Iceland, the original developed country applicant for post-crisis bilateral and multilateral aid, has begun repaying the IMF and Nordic partners after a $1 billion Eurobond return as next year’s deadline for lifting exchange restrictions will now likely be extended to 2015 according to the Fund’ post-program monitoring. GDP growth was 2.5 percent in the first half while inflation was twice the target at 4.5 percent. Emigration has slowed with the broader Eurozone mess with unemployment off the 9 percent peak, although long-term joblessness remains acute. The stock and real estate markets are up and two of the main three banks have issued covered bonds although credit expansion is “negligible.” Household debt is still above 100 percent of output, and the corporate load has halved since 2008 to 180 percent. Foreign reserves are over 100 percent of short-term obligations as Landsbanki covered 50 percent of priority external claims the past year, but only “limited” reduction affected the overall stock of offshore krona, with full release now envisaged at mid-decade. Earlier capital account liberalization could be “disorderly” as residents also exit and the weaker exchange rate heightens inflation. The initial opening will be gradual through auctions and a departure tax under officials’ new strategy. Non-resident krona holdings amount almost to 25 percent of GDP, and conversions into long-term euro-denominated bonds may be the preferred path for resolution.

The budget continues to run a slight deficit and upcoming elections work against plans to raise hotel and social insurance charges. A key revenue move is fishing quota restructuring toward a transferable rights system which can collect 1 percent of GDP. Real interest rates are now positive after 100 basis points in central bank hikes, but banks suffered losses from court-ordered recalculation of indexed loans on NPLs still at 10 percent of the total. Capital adequacy is high at over 20 percent of assets, as Basel III liquidity standards are adopted with a moratorium on dividend payments. Litigation from the original Icesave depositor deal with the UK and the Netherlands poses a risk, with demands that the state treat them as full contingent liabilities. Even with this scenario the review concludes that official creditors including Scandinavian providers are in a “good position” to be reimbursed.
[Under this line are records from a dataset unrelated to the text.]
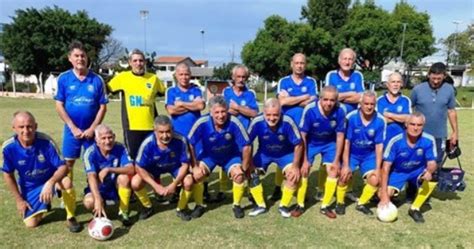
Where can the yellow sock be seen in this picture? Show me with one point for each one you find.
(69, 198)
(143, 197)
(257, 193)
(287, 195)
(278, 177)
(183, 199)
(322, 176)
(124, 198)
(238, 190)
(301, 195)
(367, 193)
(198, 193)
(423, 193)
(341, 194)
(329, 189)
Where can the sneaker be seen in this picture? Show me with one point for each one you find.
(298, 211)
(284, 211)
(257, 211)
(238, 212)
(198, 211)
(183, 215)
(364, 209)
(340, 209)
(276, 194)
(74, 226)
(416, 215)
(145, 213)
(328, 212)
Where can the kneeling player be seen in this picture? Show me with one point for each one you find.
(163, 152)
(409, 158)
(108, 167)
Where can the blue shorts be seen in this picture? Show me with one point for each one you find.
(261, 161)
(72, 146)
(225, 165)
(365, 164)
(397, 180)
(327, 151)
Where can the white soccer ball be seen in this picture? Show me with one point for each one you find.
(387, 213)
(100, 228)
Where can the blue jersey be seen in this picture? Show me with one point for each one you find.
(35, 165)
(247, 99)
(363, 138)
(405, 158)
(219, 145)
(94, 161)
(82, 99)
(182, 123)
(401, 106)
(156, 160)
(320, 129)
(307, 86)
(355, 83)
(276, 143)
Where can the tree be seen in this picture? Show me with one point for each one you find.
(37, 40)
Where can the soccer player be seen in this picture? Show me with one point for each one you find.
(108, 167)
(163, 152)
(363, 149)
(279, 142)
(294, 92)
(409, 157)
(225, 143)
(35, 158)
(322, 129)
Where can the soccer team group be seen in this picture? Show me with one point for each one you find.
(349, 127)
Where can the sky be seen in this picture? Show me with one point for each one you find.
(174, 27)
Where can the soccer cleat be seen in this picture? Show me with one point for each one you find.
(257, 211)
(238, 212)
(416, 215)
(198, 211)
(145, 213)
(284, 211)
(298, 211)
(364, 209)
(73, 225)
(328, 212)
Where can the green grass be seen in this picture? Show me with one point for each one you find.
(448, 224)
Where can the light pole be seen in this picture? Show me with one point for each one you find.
(144, 16)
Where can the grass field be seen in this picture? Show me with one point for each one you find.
(449, 224)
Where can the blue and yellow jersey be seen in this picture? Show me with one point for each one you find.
(307, 86)
(182, 123)
(247, 99)
(401, 106)
(82, 99)
(219, 145)
(363, 138)
(156, 160)
(138, 102)
(320, 129)
(35, 165)
(355, 83)
(405, 158)
(276, 143)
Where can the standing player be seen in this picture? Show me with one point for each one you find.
(279, 142)
(363, 149)
(409, 157)
(322, 129)
(108, 167)
(39, 168)
(225, 143)
(163, 152)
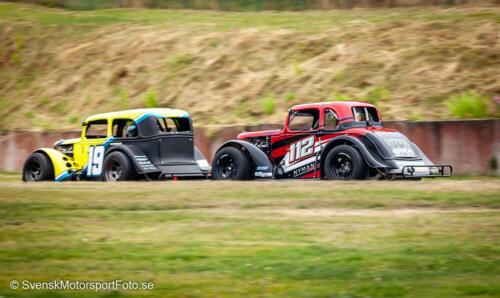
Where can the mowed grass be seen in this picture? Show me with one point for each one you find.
(435, 238)
(302, 21)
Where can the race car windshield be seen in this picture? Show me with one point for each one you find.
(362, 114)
(174, 125)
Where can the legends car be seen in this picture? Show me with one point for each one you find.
(329, 140)
(125, 145)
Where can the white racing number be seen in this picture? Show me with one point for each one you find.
(96, 158)
(301, 149)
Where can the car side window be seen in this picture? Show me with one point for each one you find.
(97, 129)
(124, 128)
(362, 114)
(174, 125)
(304, 120)
(331, 120)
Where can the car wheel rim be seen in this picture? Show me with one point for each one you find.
(34, 172)
(227, 167)
(114, 171)
(342, 165)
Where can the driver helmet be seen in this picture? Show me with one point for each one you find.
(131, 130)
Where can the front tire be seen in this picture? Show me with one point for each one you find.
(38, 167)
(344, 162)
(117, 167)
(231, 164)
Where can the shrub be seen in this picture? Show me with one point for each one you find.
(151, 100)
(268, 105)
(468, 104)
(179, 61)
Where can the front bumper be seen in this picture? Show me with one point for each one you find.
(430, 171)
(419, 169)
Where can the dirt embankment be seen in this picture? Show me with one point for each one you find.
(245, 75)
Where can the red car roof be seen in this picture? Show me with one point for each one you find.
(343, 108)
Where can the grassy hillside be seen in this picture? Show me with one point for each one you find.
(58, 66)
(254, 239)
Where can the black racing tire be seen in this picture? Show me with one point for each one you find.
(38, 167)
(344, 162)
(117, 167)
(231, 164)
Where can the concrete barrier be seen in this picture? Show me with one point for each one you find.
(471, 146)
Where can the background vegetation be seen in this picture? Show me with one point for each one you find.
(245, 67)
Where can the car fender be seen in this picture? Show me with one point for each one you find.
(63, 164)
(139, 159)
(263, 166)
(368, 156)
(201, 160)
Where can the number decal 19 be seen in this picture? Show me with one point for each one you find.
(96, 158)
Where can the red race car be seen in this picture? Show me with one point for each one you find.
(328, 140)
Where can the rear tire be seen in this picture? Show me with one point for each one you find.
(344, 162)
(38, 167)
(231, 164)
(117, 167)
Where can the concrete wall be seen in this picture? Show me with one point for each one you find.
(469, 145)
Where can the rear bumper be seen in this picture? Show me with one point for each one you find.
(430, 171)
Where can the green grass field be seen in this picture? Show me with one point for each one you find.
(435, 238)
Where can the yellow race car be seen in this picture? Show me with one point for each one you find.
(124, 145)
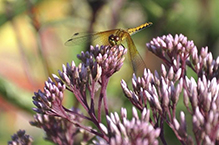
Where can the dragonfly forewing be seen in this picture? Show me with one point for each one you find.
(136, 59)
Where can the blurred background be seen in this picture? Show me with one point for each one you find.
(33, 33)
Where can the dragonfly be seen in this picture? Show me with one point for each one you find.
(114, 37)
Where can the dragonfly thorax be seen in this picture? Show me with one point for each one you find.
(114, 40)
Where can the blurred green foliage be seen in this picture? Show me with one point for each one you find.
(32, 47)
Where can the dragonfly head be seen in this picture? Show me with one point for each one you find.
(114, 40)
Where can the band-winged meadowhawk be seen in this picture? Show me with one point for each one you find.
(113, 37)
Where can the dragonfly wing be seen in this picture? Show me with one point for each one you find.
(134, 56)
(100, 38)
(80, 38)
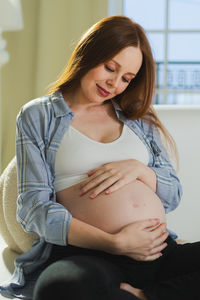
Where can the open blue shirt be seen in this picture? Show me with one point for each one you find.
(41, 124)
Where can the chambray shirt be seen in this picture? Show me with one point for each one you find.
(41, 124)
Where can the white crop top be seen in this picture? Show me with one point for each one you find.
(78, 154)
Swedish authorities likewise came to the rescue in Latvia, which has regained investment-grade status after it managed “internal devaluation” within a euro peg as an EU success in contrast with Greece’s subsequent slide. Lithuania had followed lesser austerity which was seemingly shunned in a leftist lurch in recent elections, while Estonia’s AA credit rating was reaffirmed in October as its MSCI frontier stock index was ahead 15 percent. S&P cited political stability and the “unleveraged government balance sheet” with wage pressure from health service and teacher strikes under more flexible control.